Todos estamos conscientes que en un momento dado de nuestras vidas, por aburrimiento
o angustia, seremos capaces de cometer un acto infinitamente más bellaco que el
que no condenamos. A decir la verdad, aploma a nuestras conciencias un sentimiento
implacable, quizá la misma fiera voluntad que encrespa a las bestias carniceras
en sus cubiles de los bosques y las montañas.
Además,
conocemos muchas tristezas que ni el mismo naipe es capaz de disolver, hastíos semejantes
a chalecos de fuerza ciñen nuestros instintos hasta el día que caigamos bajo el
cuchillo de un enemigo, o la bala de alguien que hace mucho tiempo nos está esperando
entre las tinieblas.

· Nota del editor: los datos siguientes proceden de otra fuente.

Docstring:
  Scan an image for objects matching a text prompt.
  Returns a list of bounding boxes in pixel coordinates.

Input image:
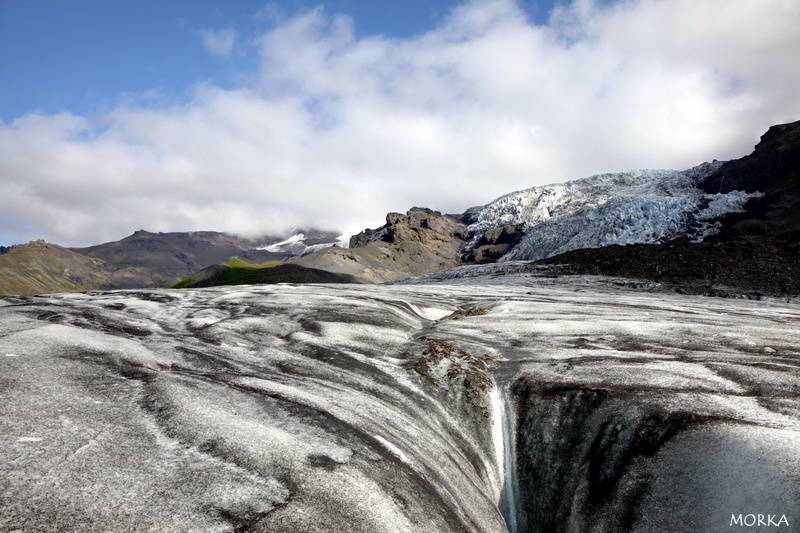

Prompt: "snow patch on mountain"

[466,161,760,261]
[256,233,306,253]
[256,233,338,257]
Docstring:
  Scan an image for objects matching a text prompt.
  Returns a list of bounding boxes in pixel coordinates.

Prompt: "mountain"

[700,121,800,241]
[464,122,800,262]
[297,207,466,283]
[73,230,338,288]
[542,118,800,297]
[0,241,112,295]
[172,259,359,289]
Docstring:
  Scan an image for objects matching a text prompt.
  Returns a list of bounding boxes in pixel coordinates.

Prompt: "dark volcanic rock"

[700,121,800,240]
[539,118,800,297]
[461,224,525,263]
[350,207,465,248]
[536,238,800,297]
[298,207,466,283]
[174,263,358,289]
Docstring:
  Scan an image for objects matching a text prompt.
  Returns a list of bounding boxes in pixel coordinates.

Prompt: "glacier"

[0,272,800,533]
[465,161,760,261]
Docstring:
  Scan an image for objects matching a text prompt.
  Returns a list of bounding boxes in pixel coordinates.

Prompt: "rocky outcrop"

[0,240,112,295]
[350,207,465,252]
[297,207,466,283]
[461,224,525,263]
[701,121,800,240]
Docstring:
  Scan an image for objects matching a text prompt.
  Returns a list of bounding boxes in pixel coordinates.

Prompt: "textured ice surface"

[467,162,754,261]
[0,280,800,532]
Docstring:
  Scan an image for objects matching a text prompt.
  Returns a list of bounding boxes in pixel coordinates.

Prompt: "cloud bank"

[0,0,800,245]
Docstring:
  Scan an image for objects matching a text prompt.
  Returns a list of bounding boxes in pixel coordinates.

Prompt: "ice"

[466,162,760,261]
[0,280,800,532]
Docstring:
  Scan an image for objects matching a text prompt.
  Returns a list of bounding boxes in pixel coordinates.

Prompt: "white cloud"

[0,0,800,245]
[200,28,238,57]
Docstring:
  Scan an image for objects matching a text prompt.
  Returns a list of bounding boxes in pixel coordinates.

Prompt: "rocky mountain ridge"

[1,122,800,293]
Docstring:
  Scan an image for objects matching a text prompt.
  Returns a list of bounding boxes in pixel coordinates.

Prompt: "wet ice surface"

[0,278,800,532]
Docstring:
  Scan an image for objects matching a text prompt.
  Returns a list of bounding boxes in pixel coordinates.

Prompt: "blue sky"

[0,0,553,122]
[0,0,800,246]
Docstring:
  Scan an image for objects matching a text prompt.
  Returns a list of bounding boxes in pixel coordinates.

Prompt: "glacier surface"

[0,280,800,533]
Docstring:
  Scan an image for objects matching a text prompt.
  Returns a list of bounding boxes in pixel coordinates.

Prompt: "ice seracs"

[466,161,759,261]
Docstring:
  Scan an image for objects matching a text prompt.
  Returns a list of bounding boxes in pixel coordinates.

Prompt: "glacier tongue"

[467,162,759,261]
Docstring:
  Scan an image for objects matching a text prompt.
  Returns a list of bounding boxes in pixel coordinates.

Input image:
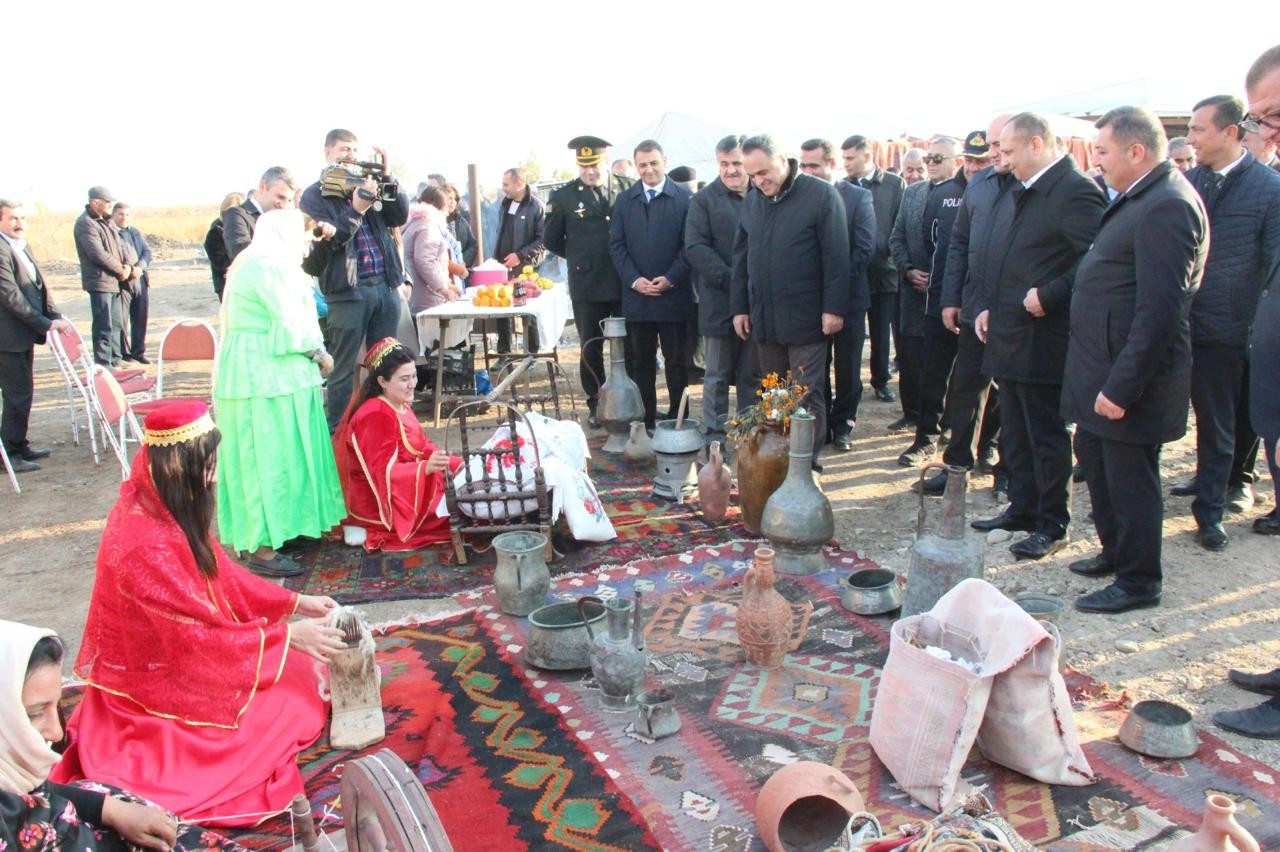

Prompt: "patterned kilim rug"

[284,440,746,604]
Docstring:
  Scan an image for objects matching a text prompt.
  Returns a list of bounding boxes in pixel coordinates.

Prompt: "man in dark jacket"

[973,113,1106,559]
[1187,95,1280,550]
[0,198,70,473]
[1064,106,1208,613]
[490,169,545,352]
[544,136,635,429]
[897,137,968,467]
[730,136,849,469]
[799,139,876,452]
[685,136,755,441]
[301,129,408,431]
[609,139,694,429]
[840,136,906,402]
[74,187,134,367]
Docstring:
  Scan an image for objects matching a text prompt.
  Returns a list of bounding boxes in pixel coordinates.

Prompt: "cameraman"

[301,129,408,432]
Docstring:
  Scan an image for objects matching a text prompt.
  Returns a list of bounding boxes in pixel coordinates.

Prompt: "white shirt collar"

[1023,154,1066,189]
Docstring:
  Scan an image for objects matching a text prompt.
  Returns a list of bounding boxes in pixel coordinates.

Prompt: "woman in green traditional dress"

[214,210,347,577]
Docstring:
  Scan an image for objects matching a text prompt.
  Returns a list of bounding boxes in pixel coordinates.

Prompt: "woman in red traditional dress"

[51,402,343,826]
[334,338,462,550]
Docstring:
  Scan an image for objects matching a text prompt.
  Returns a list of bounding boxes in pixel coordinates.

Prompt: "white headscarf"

[0,619,58,794]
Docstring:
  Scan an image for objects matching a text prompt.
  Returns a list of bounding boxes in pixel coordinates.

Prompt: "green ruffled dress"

[214,257,347,551]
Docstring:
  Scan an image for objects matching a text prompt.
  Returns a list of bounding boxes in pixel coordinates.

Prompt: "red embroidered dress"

[51,449,328,825]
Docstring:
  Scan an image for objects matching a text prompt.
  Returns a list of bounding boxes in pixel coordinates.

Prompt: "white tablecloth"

[415,284,571,353]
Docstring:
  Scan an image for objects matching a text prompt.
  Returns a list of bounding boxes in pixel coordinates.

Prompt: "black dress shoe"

[1213,696,1280,739]
[969,509,1036,532]
[1075,583,1160,613]
[1196,523,1226,553]
[1066,553,1116,577]
[1226,669,1280,695]
[1009,532,1066,560]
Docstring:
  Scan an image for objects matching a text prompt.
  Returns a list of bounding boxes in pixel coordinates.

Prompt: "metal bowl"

[1120,700,1199,760]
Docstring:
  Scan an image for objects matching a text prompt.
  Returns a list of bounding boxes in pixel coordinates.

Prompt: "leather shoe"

[1009,532,1066,560]
[1226,669,1280,695]
[969,509,1036,532]
[1075,583,1160,613]
[1066,553,1116,577]
[1196,523,1226,553]
[1213,696,1280,739]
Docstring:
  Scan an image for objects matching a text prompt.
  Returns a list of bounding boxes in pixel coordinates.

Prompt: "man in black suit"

[544,136,635,429]
[0,198,70,473]
[973,113,1106,559]
[1064,106,1208,613]
[223,166,298,261]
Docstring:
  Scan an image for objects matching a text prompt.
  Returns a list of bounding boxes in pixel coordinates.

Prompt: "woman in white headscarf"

[214,209,347,577]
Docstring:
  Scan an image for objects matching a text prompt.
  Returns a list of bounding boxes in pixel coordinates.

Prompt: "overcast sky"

[0,0,1280,210]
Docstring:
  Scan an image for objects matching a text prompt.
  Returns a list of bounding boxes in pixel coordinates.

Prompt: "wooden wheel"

[342,748,453,852]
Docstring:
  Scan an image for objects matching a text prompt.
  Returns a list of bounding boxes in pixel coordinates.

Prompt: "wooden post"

[467,162,486,258]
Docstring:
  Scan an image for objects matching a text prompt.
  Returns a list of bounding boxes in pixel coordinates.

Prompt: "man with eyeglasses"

[1187,95,1280,551]
[897,136,968,467]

Porque a cada uno de nosotros, lo espera alguien.
Después
de haber vivido de esta manera, es lógico estar colmado de un silencio tan hosco,
mudez de fiera que ha recibido de la vida una fuerza maldita, utilizable sólo en
los bajíos del mal.
Ahora
en la mesa del café, bajo las luces amarillas, blancas y azules, el silencio constituye
un reposo. Tenemos necesidad de un poco de descanso, para que se asienten nuestras
infamias calladas, nuestros crímenes flojos.
La
música retoba el aburrimiento.
Un
tango antiguo nos recuerda un momento carcelario, otros la noche del hallazgo de
una mujer, otros un instante terrible de cuando andábamos en la mala.
Si
el tango se hace bronco, un espasmo nos retuerce el alma. Se recuerda entonces el
placer rojo y terrible de aplastarle a puñetazos la cara a una mujer, o también
el goce de bailar trenzados con una hembra esquiva en una milonga asesina, o también
el primer dinero que nos dio la mujer que nos inició en la vida, billete de diez
pesos que ella sacó de la liga y que nosotros recibimos con alegría temblorosa porque
ese dinero lo había ganado acostándose con otros.
Lloro
de bandoneones que lo despeina a uno en dulces recuerdos, primeras emociones agridulces
de vida de cafishio: la mujer que va por la calle con un hombre; la mujer que ríe
en la mesa acompañada de tres hombres, sensación de procacidad y ráfaga; la mujer
que durante la noche ha hecho la recorrida del café y la pieza del brazo de clientes
que pasaban ante los ojos, emoción que colma la expectativa de algunas palabras
susurradas subrepticiamente: “Esperá un momento, querido, que pronto me desocupo”.
El
tango nos empenacha el alma del recuerdo de primitivas alegrías: la mujer de todos
pavoneándose en compañía de aquel a quien le regala su dinero, la gente mirándonos
al pasar, los giles asombrándose de las pornografías de la conversación, las tenidas
en las piezas de las amigas, las presentaciones de rigor: “Le presento a mi marido”.
Tardes
de lluvia desperdigadas entre largas rondas de mate, la victrola en un rincón, la
bandeja de masas arrumbada entre tarros de gomina. Si la mujer hace la calle, la
reglamentaria despedida a las cuatro, el “hasta luego querido”, el “tené cuidado
con los tiras, nena” y la mujer que en el instante de la despedida siempre tiene
un gesto raro, casi doloroso al principio en el oficio y que mediante un esfuerzo
de voluntad recubre su rostro de una máscara de impasibilidad convirtiéndose instantáneamente
en otra, mezclándose a los transeúntes con el tardo paso de la yiranta. Inmediatamente
a uno le cruza la mente esta preocupación: “En fija la encanan hoy” o “¿No será
la última vez que la veo hoy?”
Por
eso, cuando en el silencio que guardamos junto a la mesa de café, repiquetea el
timbre del teléfono, un sobresalto nos mueve las cabezas, y si no es para nosotros,
bajo las luces blancas, bermejas o azules, Uña de Oro bosteza y Guillermito el Ladrón
barbota una injuria, y una negrura que ni las mismas calles más negras tienen en
sus profundidades de barro, se nos entra a los ojos, mientras tras el espesor de
la vidriera que da a la calle pasan mujeres honradas del brazo de hombres honrados.